Note that using sinθ instead of cosθ will give you the component of $d\vec{E}$ that is perpendicular to the x axis. But this perpendicular component is not parallel to the y axis (in general).

4. Feb 24, 2015

### hitemup

It is much like the work I've done for the x component, but let me write it any way.

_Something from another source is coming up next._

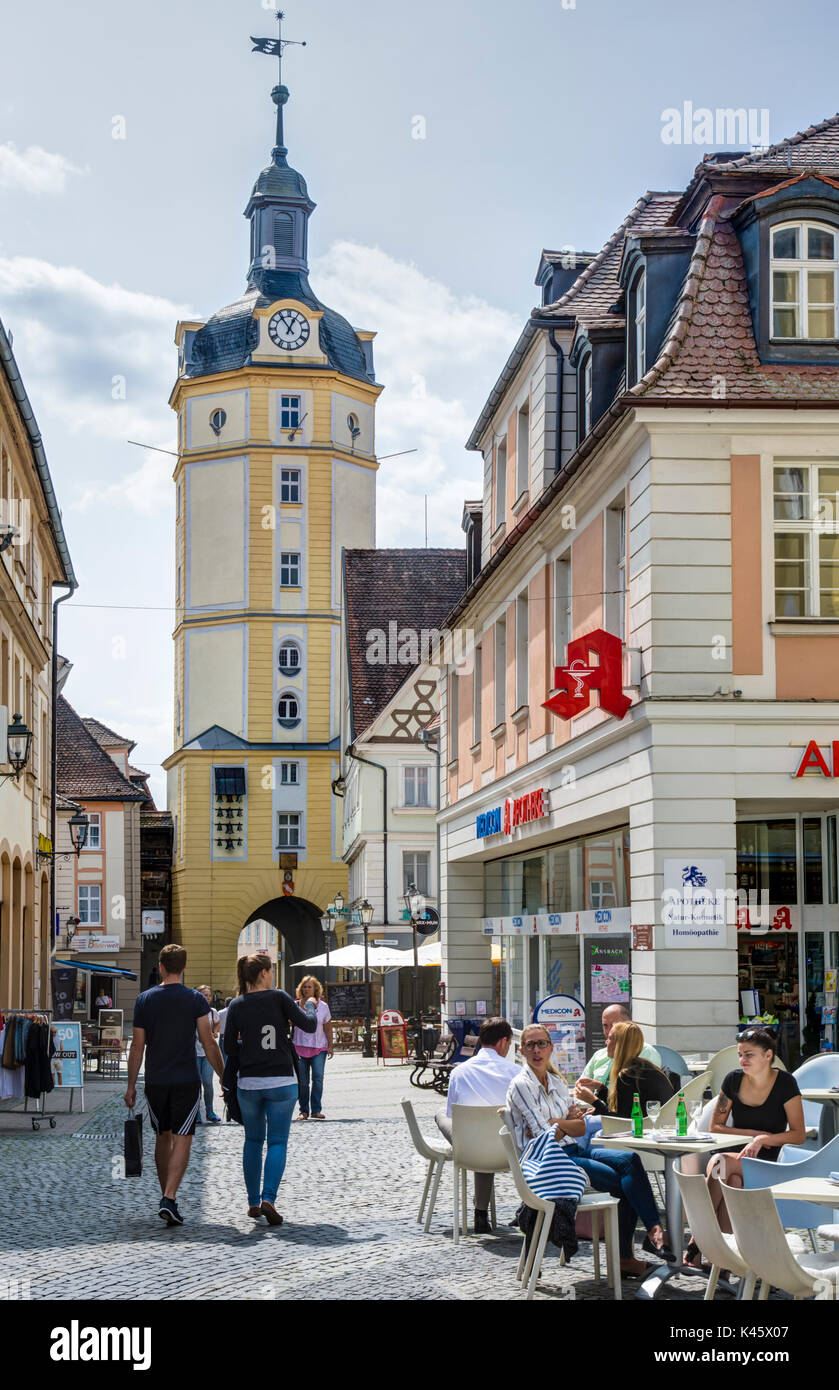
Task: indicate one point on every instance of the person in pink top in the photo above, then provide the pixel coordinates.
(313, 1051)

$$dE_y = dEsin\theta = k\frac{dq}{x^2+a^2}sin\theta = ka\frac{dq}{(x^2+a^2)^{3/2}}$$
$$dE_y = \frac{k\lambda a}{(x^2+a^2)^{3/2}}dl$$
$0$ to $\pi$
$$E_y = \frac{k\lambda a \pi a}{(x^2+a^2)^{3/2}} = \frac{kqa}{(x^2+a^2)^{3/2}}$$

As you say, I'm probably missing something geometrical, but I can't see how dE*sin(theta) is not parallel to the y axis in this particular situation. If its cosine component is parallel to the x axis, shouldn't its sine component be parallel to the y axis?

5. Feb 24, 2015

### TSny

Consider an infinitesimal charge element located at one end of the semicircular ring. In what direction does the perpendicular component dE*sin(theta) point? (I'm imagining the lower half of the ring chopped off and removed so the semicircle that is left has two ends.)

6. Feb 24, 2015

### haruspex

There are three dimensions here. If the cosine gives the component parallel to the x axis then the sine gives the component orthogonal to the x axis, but that does not make it always parallel to the y axis.

7. Feb 24, 2015

### hitemup

I think it doesn't have a y component because the ends of the circle is at the same height with point P, so I believe there is no y since there is no elevation.

8. Feb 24, 2015

### hitemup

Yes, now I got it. I've been playing with my hands for the last 10 minutes, making a circle with one and trying to understand what is going on. I see that all sine components cannot be added together because they do not point the same direction. Am I right?

9. Feb 24, 2015

### TSny

Yes. Good.

10. Feb 25, 2015

### hitemup

I understand that we are in a 3d coordinate system, and sine component is perpendicular to x axis. Also, that perpendicular component is not always parallel to the y axis. So how can I proceed to the y components knowing these?
Thank you so much for your help by the way.

11. Feb 25, 2015

### TSny

Pick an element of charge and imagine a line drawn from the origin to the element. This line will make some angle φ to the y axis. Imagine a plane that contains this line and the x axis. Can you see that the electric field produced by the element of charge will lie in this plane? So, the component of the electric field that is perpendicular to the x axis will also lie in this plane. See if that helps in finding the y component of the field.

12. Feb 25, 2015

### hitemup

If my setup looks correct, then I would like to ask how to find a relationship between beta and theta.

13. Feb 25, 2015

### TSny

You won't need a relationship between those two angles. Notice that θ is a fixed angle while β varies to cover all the charge elements. Your diagram looks good. How would you project $dE_\perp$ onto the the vertical dotted line?

14. Feb 25, 2015

### hitemup

Multiplying it with $cos \beta$?
If I am right, then I need limits for the integral. Would it be 2*[from pi/2 to zero], or 2*[zero to pi/2]?

15. Feb 25, 2015

### TSny

I would use twice the integral from 0 to pi/2.

16. Feb 25, 2015

### hitemup

Thank you so much, I've managed to get the correct answer.
Just one more thing. Should the final result's sign always obey the direction of the vector?

Last edited: Feb 25, 2015
17. Feb 25, 2015

### TSny

Yes. If you are asked for Ey, then the answer should be negative. If you are asked for the magnitude of the y component, then that generally means just the absolute value.